Hundreds of people affected by Alzheimer’s disease from around the U.S. have just made a trip to the nation’s capital to meet with their Congressional delegation, to discuss the urgent need for adequate care and services. They’re also pushing for research funding to prevent, treat and cure the disease. Among them is Debbie Beth Sulkowski from Spartanburg.
Sulkowski says more than 5 million Americans are living with Alzheimer’s, but that number may triple by the year 2050. She says she now knows what the implications are for her family after her grandfather was diagnosed with the disease, and she has also watched the families of friends battle Alzheimer’s.
Sulkowski says she will speak to Congressman Bob Inslis.
“I’ll ask his support on several issues. We always need more research funding. It’s critical, because that’s the only way we’re going to have an answer. We also need better coordinated care. There are so many needs that affected families have that our congressmen may not know about them all, and that’s why we’re here.”

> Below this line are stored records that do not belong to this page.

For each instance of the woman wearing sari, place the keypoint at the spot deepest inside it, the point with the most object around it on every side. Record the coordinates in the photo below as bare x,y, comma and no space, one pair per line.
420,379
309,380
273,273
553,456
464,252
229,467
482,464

The Alzheimer’s Association says people are living longer, thus allowing their brains to deteriorate more than they would if they had died years earlier. African-Americans are almost twice as likely and Hispanics are about one and a half times more likely than Caucasians to suffer from Alzheimer’s or other forms of dementia. Alzheimer’s Association’s senior director, Maria Carrillo, says there may be a connection between that and the higher rates of diabetes and heart disease seen in those ethnic groups. Carrillo says there is a lack of resources and education that may deter such groups from being aware and taking preventative measures.
Sulkowski says there is an easy way to find out more about the disease and available community services. Just go to www.alz.org.